②に該当するには、使用者として休業を回避するための具体的努力を最大限尽くしていると言える必要があります。
例えば、
・自宅勤務などの方法により労働者を業務に従事させることが可能な場合において、これを十分に検討しているか
・労働者に他に就かせることができる業務があるにもかかわらず休業させていないかといった事情から、個別具体的に判断されます。
◆平均賃金の計算方法について
【原則】
算定すべき事由の発生した日の前日の直前の賃金締切日から 遡って3か月間にその労働者に対して支払われた賃金の総額を、その期間の総日数(暦日)で割った金額。

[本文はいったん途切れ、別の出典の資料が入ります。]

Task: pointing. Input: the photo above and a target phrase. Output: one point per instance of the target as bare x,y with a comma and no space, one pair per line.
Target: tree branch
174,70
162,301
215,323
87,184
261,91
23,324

3か月間の賃金総額 ÷ 3か月間の暦日 = 平均賃金(銭未満切捨) ①
・算定すべき事由の発生した日
休業手当の場合は、休業日(2日以上の期間にわたる場合は、その最初の日)
・賃金の総額から除外されるもの
⑴ 臨時に支払われた賃金
⑵ 3か月を超える期間ごとに支払われる賃金
⑶ 通貨以外のもので支払われた賃金で一定の範囲に属しないもの
・雇入後3か月に満たない場合
雇入後の期間とその期間中の賃金で計算する
・算定期間から控除する期間及び賃金の総額
⑴ 業務上負傷し、又は疾病にかかり療養のために休業した期間
⑵ 産前産後の休業期間
⑶ 使用者の責めに帰すべき事由による休業期間
⑷ 育児休業および介護休業期間
⑸ 試みの使用期間
【最低保障額】日給制、時間給制、出来高払制の場合
賃金の総額を労働した日数で割った金額の100分の60
3か月間の賃金総額 ÷ 3か月間の暦日×0.6 = 平均賃金(銭未満切捨) ②
賃金の一部が月給制、週給制の場合
月給・週給部分の総額をその期間の総日数(歴日)で割った金額と、上記②との合算額
3か月間の月給・週給の総額 ÷ 3か月間の暦日+② = 平均賃金(銭未満切捨) ③
【休業手当の計算方法】
①と②(③)を比較して大きい金額×休業日数×0.6=平均賃金(円未満四捨五入)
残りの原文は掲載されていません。